User Guide IndexAn Overview of SawmillReportsFiltersUnderstanding the Reports

Using the information Sawmill reports to you, you can track and improve the effectiveness of your site, to bring more visitors and increase your sales.

Sawmill's Reports Will Help You Answer These Important Questions:

What is bringing traffic to the site?

Check the Referrers and Search Engines reports. These two reports list which web sites referred your visitors to your site and also lists the Search Engines which were used to find your site.

Which ads are effective?

A good approach is to use special URL's in your ad campaigns so that you understand which ads are bringing traffic to your site. For each ad, use the URL of your home page but add a question mark and some information about the ad. For instance, if you run an online advertising campaign in Europe on the search engine Google, you might use the URL "www.mydomain.com/homepage.html?source=google&ad=euro1". Then in Sawmill, you can look at the Pages or URL's view and filter out pages that do not contain "source=google" by using the Global Filters and then Sawmill will show you the traffic generated by your Google ads. See Tracking Ad Campaigns for an example.

Which search engines are working?

Check the Search Engines report for how much traffic is generated by each search engine. Those without any entries could be where to start a new campaign. Do some searches on the Search Engine yourself to see if or where your entry appears. If you are spending more on one search engine but it is producing less traffic, you will need to determine why.

What are people searching for in the search engines-- should you change the text of your pages to get higher placement?

If you review the Search Phrases report, this will tell you what visitors used in the search engine to find your site. Compare this to the Words you use in your Web Pages, consider using http "meta" tags on your pages with some keywords - your Web Developer will be able to help with the use of meta tags.

Why are people leaving the site once they get there?

Here are some questions that you can ask as you review the reports: Is there a specific page which is driving them away? Can it be improved to keep them? Are they leaving as soon as they get to the top page? If so, maybe the site needs to be more attractive or interesting. Are they searching on your site for something, not finding it, and then leaving? Maybe you should add that to what you are offering. Are they getting to the pricing page and then leaving? You might need to reconsider your pricing and make it more competitive.

Who buys from your site?

If you're selling something, which domains place orders? Should you be focusing your marketing on that domain? Is the site easy to navigate? Are the paths people taking reasonable? Are they getting lost, or getting in loops? Maybe the site should be streamlined so that people can get to the pages they want more easily.

What content works or doesn't?

Are visitors looking at the pages you didn't spend much time working on, or ignoring the pages you thought were the most important? Maybe you should reconsider your priorities, and work on the content people want.

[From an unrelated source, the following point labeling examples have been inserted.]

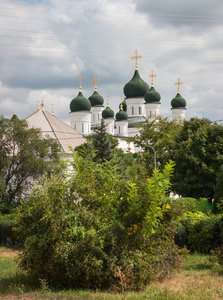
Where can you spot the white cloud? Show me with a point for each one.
(101, 40)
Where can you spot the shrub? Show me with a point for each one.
(192, 205)
(7, 235)
(199, 232)
(99, 229)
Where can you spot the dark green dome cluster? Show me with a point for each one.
(108, 113)
(152, 96)
(121, 116)
(80, 103)
(178, 102)
(14, 117)
(136, 87)
(96, 99)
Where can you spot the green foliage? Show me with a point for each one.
(100, 145)
(7, 235)
(159, 134)
(191, 205)
(198, 155)
(24, 156)
(199, 232)
(218, 193)
(100, 229)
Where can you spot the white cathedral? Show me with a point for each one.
(141, 103)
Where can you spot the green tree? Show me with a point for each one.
(24, 156)
(100, 144)
(157, 139)
(99, 229)
(198, 155)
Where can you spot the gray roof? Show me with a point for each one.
(53, 127)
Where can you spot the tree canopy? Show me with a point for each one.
(157, 139)
(25, 155)
(198, 156)
(100, 144)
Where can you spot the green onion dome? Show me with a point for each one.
(96, 99)
(152, 96)
(14, 117)
(124, 105)
(108, 113)
(178, 102)
(121, 116)
(136, 87)
(80, 103)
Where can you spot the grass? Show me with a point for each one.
(195, 281)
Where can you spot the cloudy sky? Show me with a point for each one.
(45, 45)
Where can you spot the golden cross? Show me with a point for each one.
(178, 83)
(121, 105)
(95, 80)
(52, 104)
(42, 104)
(107, 100)
(136, 57)
(128, 148)
(80, 88)
(152, 76)
(37, 102)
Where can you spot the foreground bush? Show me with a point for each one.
(7, 235)
(100, 229)
(199, 232)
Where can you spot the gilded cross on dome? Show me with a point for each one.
(107, 100)
(152, 76)
(121, 105)
(37, 102)
(178, 83)
(52, 104)
(136, 57)
(95, 80)
(80, 87)
(42, 105)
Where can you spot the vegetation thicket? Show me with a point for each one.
(101, 228)
(25, 155)
(112, 225)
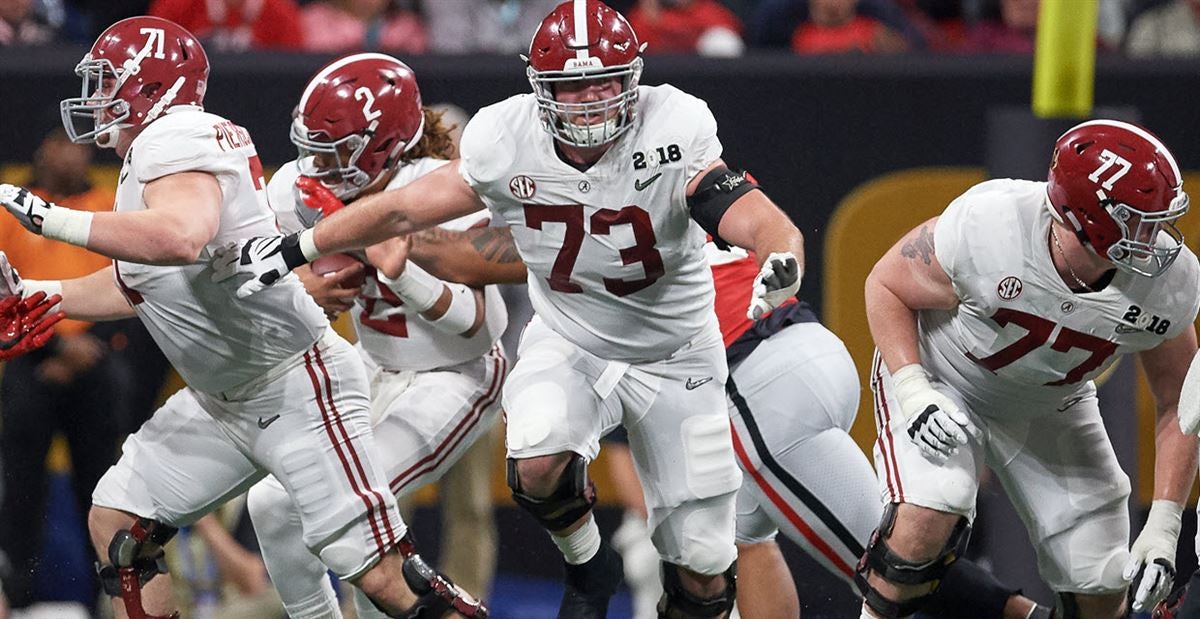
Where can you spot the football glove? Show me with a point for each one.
(28, 209)
(259, 262)
(318, 197)
(24, 323)
(778, 281)
(1153, 554)
(11, 284)
(933, 421)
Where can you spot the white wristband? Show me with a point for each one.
(415, 287)
(51, 287)
(309, 245)
(460, 317)
(67, 224)
(909, 382)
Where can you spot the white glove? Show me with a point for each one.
(934, 422)
(778, 281)
(1155, 551)
(11, 284)
(1189, 400)
(262, 260)
(28, 209)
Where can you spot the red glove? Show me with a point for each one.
(24, 324)
(317, 196)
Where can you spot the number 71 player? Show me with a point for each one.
(609, 188)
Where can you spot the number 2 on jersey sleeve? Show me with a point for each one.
(1038, 331)
(601, 223)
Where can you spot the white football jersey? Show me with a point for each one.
(1019, 335)
(616, 263)
(215, 340)
(389, 335)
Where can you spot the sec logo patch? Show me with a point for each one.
(1009, 288)
(523, 187)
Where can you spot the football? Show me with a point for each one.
(328, 265)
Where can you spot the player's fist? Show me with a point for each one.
(933, 421)
(25, 324)
(778, 281)
(1153, 554)
(316, 196)
(28, 209)
(259, 262)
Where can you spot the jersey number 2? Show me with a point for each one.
(1038, 331)
(601, 223)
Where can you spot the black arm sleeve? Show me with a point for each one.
(715, 193)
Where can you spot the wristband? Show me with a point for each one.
(415, 287)
(460, 317)
(51, 287)
(67, 224)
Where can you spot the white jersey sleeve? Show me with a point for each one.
(213, 338)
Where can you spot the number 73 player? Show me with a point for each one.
(990, 323)
(609, 188)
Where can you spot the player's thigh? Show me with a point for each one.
(178, 467)
(802, 379)
(679, 437)
(310, 427)
(430, 421)
(905, 475)
(551, 401)
(1065, 480)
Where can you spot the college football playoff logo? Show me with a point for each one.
(523, 187)
(1009, 288)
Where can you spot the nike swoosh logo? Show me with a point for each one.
(641, 185)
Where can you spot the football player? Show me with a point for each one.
(609, 187)
(270, 388)
(432, 347)
(990, 322)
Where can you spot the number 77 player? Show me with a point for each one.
(991, 320)
(609, 188)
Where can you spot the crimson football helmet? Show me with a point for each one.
(355, 118)
(133, 72)
(585, 40)
(1121, 190)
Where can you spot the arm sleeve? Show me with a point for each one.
(485, 152)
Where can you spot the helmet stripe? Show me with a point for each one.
(1144, 134)
(339, 64)
(581, 29)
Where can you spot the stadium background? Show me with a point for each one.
(855, 149)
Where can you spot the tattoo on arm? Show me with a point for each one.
(919, 247)
(495, 245)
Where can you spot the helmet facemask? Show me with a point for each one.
(336, 163)
(96, 115)
(587, 124)
(1150, 240)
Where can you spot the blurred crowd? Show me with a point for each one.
(715, 28)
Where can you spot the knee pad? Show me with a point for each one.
(880, 558)
(135, 557)
(570, 502)
(678, 602)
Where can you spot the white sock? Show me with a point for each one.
(582, 545)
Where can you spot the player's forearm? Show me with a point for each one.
(893, 325)
(1175, 458)
(145, 238)
(477, 257)
(95, 298)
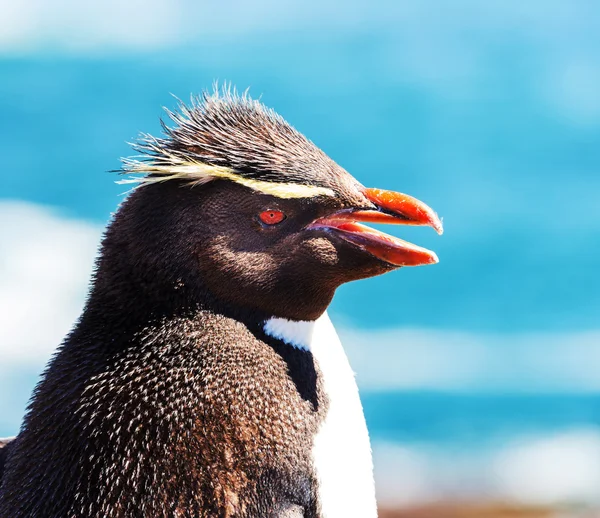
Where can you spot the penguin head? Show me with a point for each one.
(235, 201)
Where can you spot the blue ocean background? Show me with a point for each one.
(491, 115)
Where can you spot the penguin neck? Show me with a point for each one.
(297, 333)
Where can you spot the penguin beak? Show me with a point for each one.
(386, 207)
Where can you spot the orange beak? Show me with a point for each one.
(389, 207)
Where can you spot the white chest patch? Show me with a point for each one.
(341, 449)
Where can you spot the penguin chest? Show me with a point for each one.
(341, 452)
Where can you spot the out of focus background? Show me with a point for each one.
(480, 376)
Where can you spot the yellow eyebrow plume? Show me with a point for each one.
(198, 173)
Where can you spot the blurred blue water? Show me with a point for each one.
(514, 177)
(517, 187)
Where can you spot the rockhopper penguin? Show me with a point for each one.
(204, 377)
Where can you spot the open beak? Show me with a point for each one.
(389, 207)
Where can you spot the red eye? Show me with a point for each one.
(271, 217)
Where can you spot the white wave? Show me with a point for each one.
(562, 469)
(46, 263)
(47, 260)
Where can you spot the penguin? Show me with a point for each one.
(204, 377)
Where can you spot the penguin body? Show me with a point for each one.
(204, 378)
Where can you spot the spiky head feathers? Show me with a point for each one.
(227, 136)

Do we have enough bandwidth, and a fast enough server?

Sawmill can show you the total hits and bandwidth usage of your sites, so you can decide when it's time to upgrade your connection or buy a new server. By upgrading your connection or server before it becomes a problem, you can keep your visitors happy.

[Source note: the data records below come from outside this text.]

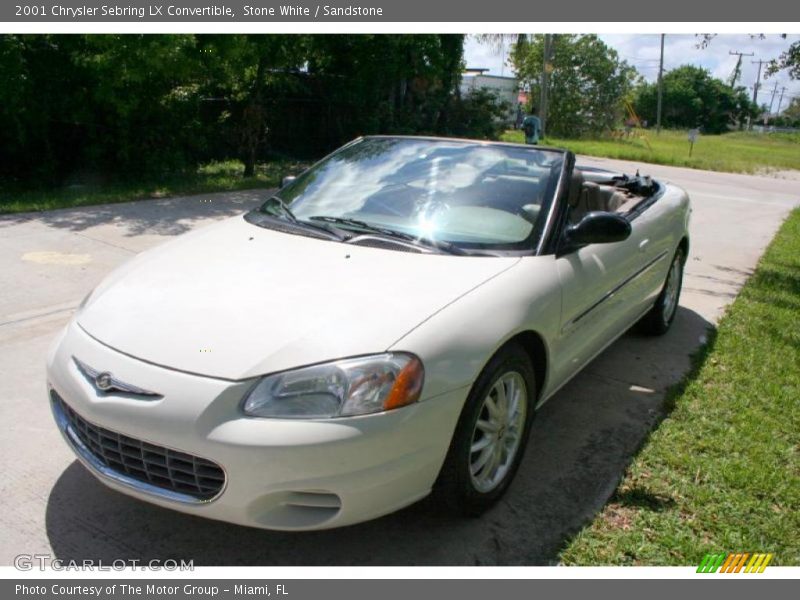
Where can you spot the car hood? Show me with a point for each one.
(234, 300)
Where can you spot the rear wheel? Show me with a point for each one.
(660, 317)
(491, 434)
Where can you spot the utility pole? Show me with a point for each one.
(737, 70)
(546, 55)
(660, 86)
(783, 91)
(774, 91)
(758, 80)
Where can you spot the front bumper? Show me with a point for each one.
(279, 473)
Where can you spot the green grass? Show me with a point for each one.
(213, 177)
(738, 152)
(722, 471)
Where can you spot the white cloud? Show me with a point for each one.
(642, 51)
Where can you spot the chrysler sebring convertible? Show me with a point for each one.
(381, 328)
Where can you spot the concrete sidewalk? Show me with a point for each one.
(582, 440)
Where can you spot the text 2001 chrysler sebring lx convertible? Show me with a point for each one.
(384, 326)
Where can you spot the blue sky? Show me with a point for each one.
(642, 51)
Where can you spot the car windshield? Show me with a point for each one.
(462, 193)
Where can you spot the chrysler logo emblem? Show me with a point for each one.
(104, 381)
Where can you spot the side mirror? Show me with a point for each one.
(287, 179)
(598, 228)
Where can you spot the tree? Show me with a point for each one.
(790, 116)
(588, 82)
(693, 98)
(83, 108)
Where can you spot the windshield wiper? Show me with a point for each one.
(284, 208)
(385, 231)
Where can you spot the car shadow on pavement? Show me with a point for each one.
(581, 443)
(166, 217)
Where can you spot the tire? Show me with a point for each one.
(464, 486)
(661, 316)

Sawmill Can Help You Solve Important Problems.

Here are some scenarios where Sawmill can help:

You see in the statistics that numerous hits came from Spain yesterday. Want to know what they were looking at? Just click on the Geographic Locations view and then click on Spain in that table, this 'Zooms' you in on hits from Spain. From The Zoom To Menu switch to the "Pages" report, and you see all the pages hit by people from Spain, in two clicks.

You're trying to see if a particular page got a hit yesterday. The statistics show the top twenty pages, but you want to see all the pages; the page you're looking for only got one hit, or none, so it'll be way down in the ranking. You can do one of three things:

  • Choose the Row Numbers feature to 'page' to the last row in the table and 'page' back through the table until you find it.
  • Click on 'All Rows' from the 'number of rows' drop down menu and the table will expand to show all the pages that ever got any hits, even if there are 500,000 of them.

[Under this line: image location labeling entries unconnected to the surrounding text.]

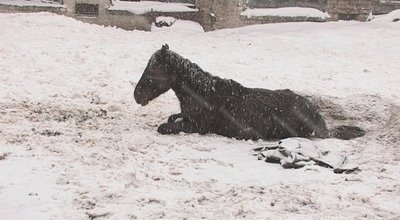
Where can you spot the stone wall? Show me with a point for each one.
(383, 7)
(219, 14)
(29, 9)
(318, 4)
(349, 9)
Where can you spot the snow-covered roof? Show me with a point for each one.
(148, 6)
(285, 12)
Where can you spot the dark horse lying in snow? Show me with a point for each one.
(210, 104)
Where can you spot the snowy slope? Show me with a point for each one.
(74, 144)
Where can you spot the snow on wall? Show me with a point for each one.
(285, 12)
(148, 6)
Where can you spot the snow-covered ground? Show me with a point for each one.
(75, 145)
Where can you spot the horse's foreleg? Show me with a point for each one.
(175, 117)
(176, 127)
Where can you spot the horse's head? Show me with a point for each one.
(156, 79)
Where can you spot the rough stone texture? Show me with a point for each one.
(384, 7)
(349, 9)
(217, 14)
(318, 4)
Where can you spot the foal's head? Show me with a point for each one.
(156, 78)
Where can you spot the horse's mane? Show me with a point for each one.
(200, 81)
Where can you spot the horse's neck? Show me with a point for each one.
(190, 77)
(191, 82)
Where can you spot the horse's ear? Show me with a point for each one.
(164, 48)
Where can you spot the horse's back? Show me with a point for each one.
(268, 114)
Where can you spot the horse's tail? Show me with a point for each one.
(346, 132)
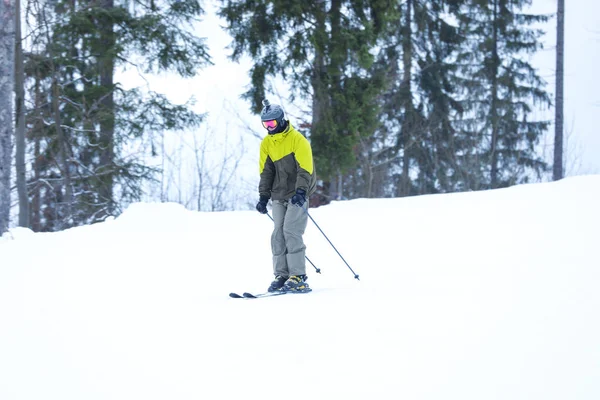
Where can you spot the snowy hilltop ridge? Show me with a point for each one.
(483, 295)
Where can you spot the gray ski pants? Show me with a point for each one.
(287, 243)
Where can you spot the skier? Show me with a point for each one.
(287, 176)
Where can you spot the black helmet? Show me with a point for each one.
(273, 112)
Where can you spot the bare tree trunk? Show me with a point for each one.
(20, 123)
(107, 124)
(406, 89)
(7, 53)
(558, 172)
(494, 105)
(36, 202)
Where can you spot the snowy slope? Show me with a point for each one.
(485, 295)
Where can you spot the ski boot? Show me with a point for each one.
(277, 284)
(297, 283)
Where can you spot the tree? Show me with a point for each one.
(324, 51)
(20, 123)
(91, 148)
(502, 88)
(7, 53)
(559, 103)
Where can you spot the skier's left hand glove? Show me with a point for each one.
(299, 198)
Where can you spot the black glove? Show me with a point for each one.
(261, 206)
(299, 198)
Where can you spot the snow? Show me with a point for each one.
(482, 295)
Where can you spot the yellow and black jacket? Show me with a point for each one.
(286, 164)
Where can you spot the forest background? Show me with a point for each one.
(115, 102)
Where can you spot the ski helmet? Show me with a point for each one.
(273, 112)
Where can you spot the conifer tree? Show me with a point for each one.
(502, 90)
(84, 168)
(324, 52)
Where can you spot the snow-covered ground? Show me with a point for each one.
(485, 295)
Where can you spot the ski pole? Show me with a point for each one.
(307, 259)
(336, 250)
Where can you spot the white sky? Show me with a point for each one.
(469, 296)
(218, 89)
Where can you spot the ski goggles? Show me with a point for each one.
(270, 125)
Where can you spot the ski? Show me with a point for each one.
(265, 294)
(247, 295)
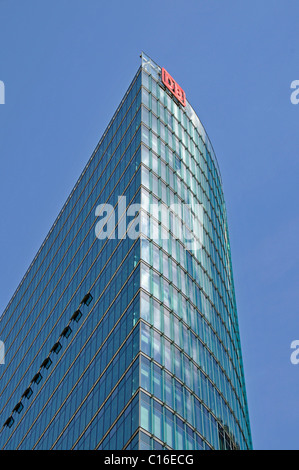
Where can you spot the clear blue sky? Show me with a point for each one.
(66, 65)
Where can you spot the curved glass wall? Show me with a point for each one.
(193, 391)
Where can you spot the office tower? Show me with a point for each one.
(123, 332)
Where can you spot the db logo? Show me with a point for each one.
(172, 85)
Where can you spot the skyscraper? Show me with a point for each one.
(123, 332)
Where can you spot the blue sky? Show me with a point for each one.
(66, 65)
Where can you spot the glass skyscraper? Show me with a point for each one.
(123, 333)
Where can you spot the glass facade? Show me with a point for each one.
(131, 342)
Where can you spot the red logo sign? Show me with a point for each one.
(172, 85)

You want to see which paths visitors took through the site, click-by-click. At each page along the way you want to see which visitors left, and where the other ones went next. Sawmill's "session paths" report lets you see the complete click-by-click details of every visit. Starting with the entry pages, you can click to expand any part of the data, to see whatever you need to see about your visitors and the paths they took.

You want to see a graph of the web site traffic for last November. You want to see the bandwidth for November. Actually you just want to see November 16th. Wow, look at that spike around 3pm; where did all those hits come from? Sawmill can do all this and much more. This is how you'll think when you use Sawmill. Look at the November hits graph, wonder about the bandwidth; choose "bandwidth bar graph" from the menu. You have another graph showing bandwidth where there used to be just a hits graph. See a lot of hits on the 16th? Zoom on November 16 row of the table, and zoom to the Hour Of Day report, and the graph changes to show only traffic on November 16, hour-by-hour. Wondering where that spike came from on some particular hour? Three clicks and you can see the traffic for that hour only, broken down by domain, so you can see who it was. Or broken down by page, so you can see what they looked at. Or broken down by referring URL or domain, so you can see which ad, search engine, or web page brought you all that traffic!